Honors biology major Rachel Berger presented a research poster on the memories of eyewitnesses at the 54th Annual Meeting of the Psychonomic Society in Toronto, Canada, Nov. 14–17.
Honors biology major Rachel Berger presented a research poster on the memories of eyewitnesses at the 54th Annual Meeting of the Psychonomic Society in Toronto, Canada, Nov. 14–17.

Three students from the Farquhar College of Arts and Sciences presented at the 54th Annual Meeting of the Psychonomic Society in Toronto, Canada, Nov. 14–17.
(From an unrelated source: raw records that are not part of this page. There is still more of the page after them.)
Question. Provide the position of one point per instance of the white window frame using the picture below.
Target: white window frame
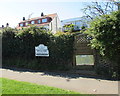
(26, 23)
(44, 21)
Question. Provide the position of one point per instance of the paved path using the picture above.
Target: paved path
(82, 85)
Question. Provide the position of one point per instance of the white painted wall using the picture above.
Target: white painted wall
(55, 25)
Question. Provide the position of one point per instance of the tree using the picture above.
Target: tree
(100, 8)
(105, 33)
(69, 27)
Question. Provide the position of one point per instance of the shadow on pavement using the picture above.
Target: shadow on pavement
(65, 74)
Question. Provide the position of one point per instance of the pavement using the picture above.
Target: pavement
(79, 84)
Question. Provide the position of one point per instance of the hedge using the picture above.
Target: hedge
(19, 49)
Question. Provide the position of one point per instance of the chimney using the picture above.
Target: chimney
(2, 26)
(42, 14)
(23, 18)
(7, 24)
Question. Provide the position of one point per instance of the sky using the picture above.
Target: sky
(12, 11)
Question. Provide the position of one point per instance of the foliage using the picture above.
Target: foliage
(18, 87)
(19, 49)
(69, 27)
(95, 9)
(106, 36)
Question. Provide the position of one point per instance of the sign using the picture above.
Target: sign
(41, 50)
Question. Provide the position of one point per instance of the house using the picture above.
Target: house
(77, 22)
(51, 22)
(7, 25)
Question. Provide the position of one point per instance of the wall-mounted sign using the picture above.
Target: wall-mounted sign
(41, 50)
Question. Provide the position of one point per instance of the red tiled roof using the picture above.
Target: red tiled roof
(49, 15)
(43, 24)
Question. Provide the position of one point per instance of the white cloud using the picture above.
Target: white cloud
(54, 0)
(12, 20)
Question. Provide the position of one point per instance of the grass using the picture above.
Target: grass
(84, 59)
(18, 87)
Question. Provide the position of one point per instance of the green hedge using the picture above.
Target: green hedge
(19, 49)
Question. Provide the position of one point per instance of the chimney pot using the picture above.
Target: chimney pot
(2, 26)
(7, 24)
(42, 14)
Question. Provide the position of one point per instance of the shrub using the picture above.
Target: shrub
(21, 45)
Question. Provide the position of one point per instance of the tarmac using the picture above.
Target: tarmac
(68, 82)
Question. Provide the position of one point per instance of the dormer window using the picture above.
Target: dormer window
(44, 20)
(32, 22)
(39, 21)
(26, 23)
(21, 24)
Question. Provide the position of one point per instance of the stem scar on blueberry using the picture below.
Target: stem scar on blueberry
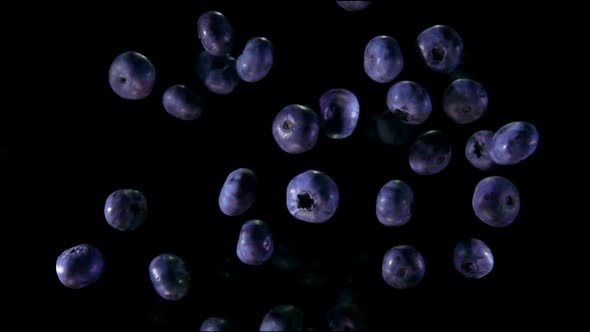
(305, 202)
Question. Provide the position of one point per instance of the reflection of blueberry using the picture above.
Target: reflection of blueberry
(169, 277)
(513, 143)
(215, 33)
(403, 267)
(79, 266)
(256, 60)
(383, 60)
(132, 76)
(441, 48)
(312, 196)
(255, 245)
(238, 192)
(496, 201)
(473, 258)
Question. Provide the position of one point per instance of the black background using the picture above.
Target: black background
(106, 143)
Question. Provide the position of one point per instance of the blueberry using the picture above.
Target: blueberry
(286, 318)
(441, 48)
(339, 113)
(312, 196)
(496, 201)
(238, 192)
(182, 103)
(256, 60)
(216, 324)
(394, 203)
(465, 100)
(353, 6)
(345, 317)
(169, 277)
(430, 153)
(79, 266)
(132, 76)
(255, 245)
(296, 129)
(215, 33)
(473, 258)
(409, 102)
(403, 267)
(218, 73)
(383, 60)
(125, 209)
(476, 150)
(513, 143)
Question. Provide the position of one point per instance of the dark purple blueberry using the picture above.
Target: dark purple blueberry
(496, 201)
(383, 60)
(216, 324)
(312, 196)
(409, 102)
(284, 318)
(296, 129)
(238, 192)
(346, 317)
(403, 267)
(182, 103)
(218, 73)
(465, 101)
(255, 245)
(513, 143)
(441, 48)
(353, 6)
(476, 150)
(430, 153)
(215, 33)
(79, 266)
(394, 203)
(473, 258)
(132, 76)
(256, 60)
(339, 113)
(125, 209)
(169, 277)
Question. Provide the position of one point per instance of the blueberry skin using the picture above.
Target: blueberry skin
(353, 6)
(513, 143)
(215, 33)
(256, 60)
(383, 60)
(441, 48)
(394, 203)
(410, 102)
(473, 258)
(238, 192)
(182, 103)
(496, 201)
(312, 196)
(79, 266)
(339, 113)
(132, 76)
(255, 245)
(169, 277)
(296, 129)
(218, 73)
(430, 153)
(476, 150)
(216, 324)
(345, 317)
(287, 318)
(465, 101)
(125, 209)
(403, 267)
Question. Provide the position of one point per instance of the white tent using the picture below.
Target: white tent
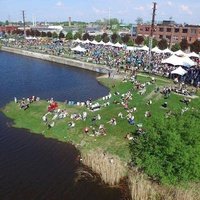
(79, 49)
(193, 54)
(102, 42)
(78, 40)
(167, 51)
(181, 61)
(180, 71)
(109, 44)
(94, 42)
(180, 53)
(156, 50)
(130, 48)
(86, 41)
(118, 45)
(144, 48)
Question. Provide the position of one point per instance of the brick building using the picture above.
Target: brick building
(174, 33)
(8, 28)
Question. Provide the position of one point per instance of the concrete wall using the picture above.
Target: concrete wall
(57, 59)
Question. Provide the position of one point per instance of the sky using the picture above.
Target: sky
(181, 11)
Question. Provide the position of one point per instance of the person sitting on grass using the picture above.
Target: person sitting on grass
(147, 113)
(129, 136)
(71, 124)
(112, 121)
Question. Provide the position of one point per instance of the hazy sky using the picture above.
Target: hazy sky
(90, 10)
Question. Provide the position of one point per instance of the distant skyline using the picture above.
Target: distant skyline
(181, 11)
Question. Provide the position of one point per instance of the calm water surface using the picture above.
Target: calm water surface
(32, 167)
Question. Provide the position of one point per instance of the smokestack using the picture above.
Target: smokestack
(70, 21)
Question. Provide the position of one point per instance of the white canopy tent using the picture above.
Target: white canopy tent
(193, 54)
(180, 53)
(78, 49)
(181, 61)
(78, 40)
(167, 51)
(109, 44)
(180, 71)
(94, 42)
(144, 48)
(118, 45)
(156, 50)
(130, 48)
(86, 41)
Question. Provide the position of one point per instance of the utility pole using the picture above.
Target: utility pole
(24, 23)
(152, 30)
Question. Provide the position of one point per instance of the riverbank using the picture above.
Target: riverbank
(108, 154)
(59, 59)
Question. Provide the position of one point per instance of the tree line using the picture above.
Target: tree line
(115, 37)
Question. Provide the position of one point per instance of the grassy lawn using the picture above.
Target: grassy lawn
(113, 142)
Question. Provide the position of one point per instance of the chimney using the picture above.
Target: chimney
(70, 21)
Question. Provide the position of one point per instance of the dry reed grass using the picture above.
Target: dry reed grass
(110, 168)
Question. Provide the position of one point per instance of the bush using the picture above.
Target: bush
(169, 150)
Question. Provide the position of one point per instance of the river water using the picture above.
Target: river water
(31, 166)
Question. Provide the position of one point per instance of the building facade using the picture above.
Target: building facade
(173, 33)
(8, 29)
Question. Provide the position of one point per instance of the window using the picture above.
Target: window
(193, 31)
(176, 30)
(169, 29)
(185, 30)
(168, 37)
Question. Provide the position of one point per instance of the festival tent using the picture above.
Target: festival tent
(167, 51)
(144, 48)
(180, 53)
(94, 42)
(118, 45)
(156, 50)
(78, 40)
(180, 71)
(102, 42)
(109, 44)
(79, 49)
(181, 61)
(86, 41)
(193, 54)
(130, 48)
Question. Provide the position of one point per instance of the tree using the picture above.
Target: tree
(105, 37)
(139, 40)
(61, 35)
(49, 34)
(114, 37)
(130, 42)
(176, 47)
(86, 36)
(162, 44)
(77, 35)
(98, 38)
(154, 42)
(195, 46)
(184, 44)
(69, 35)
(43, 34)
(169, 150)
(125, 38)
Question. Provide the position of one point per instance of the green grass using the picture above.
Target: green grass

Psychology major Anil Sawh presented his co-authored research poster titled “Source Memory Recognition is Dependent Upon Time of Learning.” The research found that a person who learns the name of a stimulus before encountering it will have an improved chance of recalling that stimulus in the future. The results may help provide a better understanding of how having the language ability to describe an event or a stimulus can affect one’s ability to remember that event or stimulus. Sawh worked under the guidance of faculty adviser W. Matthew Collins, Ph.D., assistant professor at the college.

Rachel Berger, an Honors biology major pursuing a behavioral neuroscience minor, presented her co-authored research poster titled “Individual Differences in Working Memory Capacity and Eyewitness Identification.” Berger’s study examined whether differences in working memory capacity and the ability to sustain attention affect the ability to identify the perpetrator of a crime. The results might provide a way to predict an eyewitness’s accuracy when identifying suspects. Berger worked under the guidance of Collins and Jonathan Banks, Ph.D., assistant professor at the college.

Neymi Orozco, a student in the college’s M.S. Experimental Psychology program, presented her co-authored research poster titled “Power Posing: Do Brief Nonverbal Displays Influence Attentional Processes.” Orozco’s research examines how posing the body in either a powerful or weak way subsequently influences one’s behavior and working memory processes. Orozco worked under the guidance of Collins and Leanne Boucher, Ph.D., assistant professor at the college.